Beth Lager? Call tha' a drink? Gnats could do better. (She gets out a bottle of Scotch) Now this is wha' I call a drink!
(She opens the bottle and wafts it under Hamlet's nose)
Smell the strength in tha'. None of your quick-brew here.
Hamlet There's nothing quick about brewing the way we do it in Elsinore.
Beth Twenty years old this is, laddie. Twenty. It's probably older than you are, and more mature.
Hamlet I'd rather be blond with a bit of a fizz than stuck in a dour Scottish cellar for twenty years.
Beth There's the trouble wi' you continentals impulsive all mouth and trousers. Are you here for the festival?
Hamlet The festival of the Bard, yes.
Beth Yer no' that Romeo chap?
Hamlet Not at all! I am the eponymous Hamlet.

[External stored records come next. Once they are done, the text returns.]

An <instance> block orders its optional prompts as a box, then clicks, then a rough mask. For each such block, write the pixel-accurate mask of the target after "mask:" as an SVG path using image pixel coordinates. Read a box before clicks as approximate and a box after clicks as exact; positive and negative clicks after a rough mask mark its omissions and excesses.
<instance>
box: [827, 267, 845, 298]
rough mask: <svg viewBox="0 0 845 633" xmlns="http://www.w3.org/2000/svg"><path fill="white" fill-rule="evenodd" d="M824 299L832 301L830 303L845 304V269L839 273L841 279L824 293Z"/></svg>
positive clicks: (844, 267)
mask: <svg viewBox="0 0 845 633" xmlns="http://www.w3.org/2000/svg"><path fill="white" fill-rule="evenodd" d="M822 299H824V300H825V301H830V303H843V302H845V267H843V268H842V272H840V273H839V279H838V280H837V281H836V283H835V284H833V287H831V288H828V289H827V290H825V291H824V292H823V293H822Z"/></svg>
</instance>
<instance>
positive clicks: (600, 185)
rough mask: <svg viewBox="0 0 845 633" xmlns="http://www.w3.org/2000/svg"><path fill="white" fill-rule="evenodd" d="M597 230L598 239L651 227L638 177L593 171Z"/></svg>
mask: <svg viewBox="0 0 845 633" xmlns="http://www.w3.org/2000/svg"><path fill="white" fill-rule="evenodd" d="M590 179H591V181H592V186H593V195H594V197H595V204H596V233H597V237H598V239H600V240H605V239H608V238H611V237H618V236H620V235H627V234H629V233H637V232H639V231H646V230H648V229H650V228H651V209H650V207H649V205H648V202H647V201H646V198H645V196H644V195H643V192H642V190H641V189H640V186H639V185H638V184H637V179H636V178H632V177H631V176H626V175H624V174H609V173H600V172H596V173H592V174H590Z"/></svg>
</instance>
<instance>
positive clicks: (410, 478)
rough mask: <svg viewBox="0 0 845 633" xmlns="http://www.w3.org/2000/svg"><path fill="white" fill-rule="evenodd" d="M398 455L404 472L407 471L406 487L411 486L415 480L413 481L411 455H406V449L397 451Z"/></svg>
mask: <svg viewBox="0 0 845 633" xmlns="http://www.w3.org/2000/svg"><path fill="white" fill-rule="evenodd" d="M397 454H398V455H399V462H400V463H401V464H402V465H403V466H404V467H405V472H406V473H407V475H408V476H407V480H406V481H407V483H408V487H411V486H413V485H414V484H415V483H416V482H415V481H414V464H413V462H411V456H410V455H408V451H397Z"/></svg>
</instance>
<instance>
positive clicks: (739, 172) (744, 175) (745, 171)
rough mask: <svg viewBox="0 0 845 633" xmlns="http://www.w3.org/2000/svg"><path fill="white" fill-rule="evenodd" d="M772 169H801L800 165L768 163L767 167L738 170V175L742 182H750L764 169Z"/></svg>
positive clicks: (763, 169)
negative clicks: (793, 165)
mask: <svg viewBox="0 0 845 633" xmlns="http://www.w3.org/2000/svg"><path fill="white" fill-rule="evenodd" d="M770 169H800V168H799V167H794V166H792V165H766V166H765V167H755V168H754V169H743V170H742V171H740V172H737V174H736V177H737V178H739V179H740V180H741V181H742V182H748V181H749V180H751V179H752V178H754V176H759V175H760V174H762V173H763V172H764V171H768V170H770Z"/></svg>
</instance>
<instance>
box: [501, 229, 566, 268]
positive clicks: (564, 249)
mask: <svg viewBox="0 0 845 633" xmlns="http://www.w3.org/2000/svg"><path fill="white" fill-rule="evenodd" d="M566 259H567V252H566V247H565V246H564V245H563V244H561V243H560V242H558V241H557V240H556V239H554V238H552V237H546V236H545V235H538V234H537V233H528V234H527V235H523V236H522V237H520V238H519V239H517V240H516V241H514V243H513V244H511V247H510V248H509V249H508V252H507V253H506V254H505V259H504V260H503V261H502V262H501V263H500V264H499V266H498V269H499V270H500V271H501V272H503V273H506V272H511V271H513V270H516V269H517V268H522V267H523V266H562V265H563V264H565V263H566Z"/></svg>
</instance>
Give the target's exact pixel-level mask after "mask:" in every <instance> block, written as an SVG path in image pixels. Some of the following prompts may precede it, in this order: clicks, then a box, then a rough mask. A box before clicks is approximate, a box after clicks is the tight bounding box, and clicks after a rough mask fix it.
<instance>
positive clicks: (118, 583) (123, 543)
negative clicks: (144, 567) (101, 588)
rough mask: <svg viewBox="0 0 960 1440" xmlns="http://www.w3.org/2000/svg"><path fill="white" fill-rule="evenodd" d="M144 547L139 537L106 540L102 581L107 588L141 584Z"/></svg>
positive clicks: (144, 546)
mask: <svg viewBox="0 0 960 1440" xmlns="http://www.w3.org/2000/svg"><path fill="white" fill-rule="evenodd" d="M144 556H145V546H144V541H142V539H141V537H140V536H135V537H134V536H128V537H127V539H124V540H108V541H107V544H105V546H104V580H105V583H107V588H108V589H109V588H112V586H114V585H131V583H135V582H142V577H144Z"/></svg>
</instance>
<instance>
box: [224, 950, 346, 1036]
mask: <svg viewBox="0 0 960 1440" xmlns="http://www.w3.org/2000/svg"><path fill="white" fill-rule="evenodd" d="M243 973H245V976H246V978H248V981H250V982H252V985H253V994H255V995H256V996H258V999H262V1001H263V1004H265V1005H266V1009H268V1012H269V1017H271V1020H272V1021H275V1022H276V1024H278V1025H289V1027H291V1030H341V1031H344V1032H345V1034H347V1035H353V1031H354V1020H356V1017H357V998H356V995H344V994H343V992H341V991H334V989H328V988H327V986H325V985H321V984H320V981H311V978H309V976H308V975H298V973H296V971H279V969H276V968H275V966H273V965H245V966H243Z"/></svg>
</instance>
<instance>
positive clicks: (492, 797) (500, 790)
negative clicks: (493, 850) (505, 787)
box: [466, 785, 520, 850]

Beth Eponymous? Never heard of him.
Hamlet The great Dane.
Beth Ah, so ye'll be going to Crufts then?
Hamlet You're ignorant what play do you come from?
Beth The play wi' no name.
Hamlet The play wi' no name? So I'm eponymous and you're anonymous.
Beth Very good! Ye'll be a Bard yerself some day. I mean it's the play that no man dare name.
Hamlet But you're a woman.
Beth Aye. Oh well, I suppose it's all right then I can tell you it's Macbeth.
(Blackout and sounds of thunder)
Beth Woops. Perhaps not. It's only a silly superstition really you know. Can we have our lights back again please?
Beth Thank you kindly. (To Hamlet) I'm Beth, wife of
that person whose name I just said. Now, d'you want to try the whisky or not?
Hamlet If you insist.
Beth If I insist? I offer you a dram of the finest single malt and all you can say is: "If you insist!" Philistine! But as I've just finished the bottle, we'll have to go to the pub for some more.
Hamlet Where's the pub?
Beth Conveniently situated behind these curtains.
Hamlet (as they exit together) Do you think they sell lager?
Beth I'll pretend I didn't hear tha'!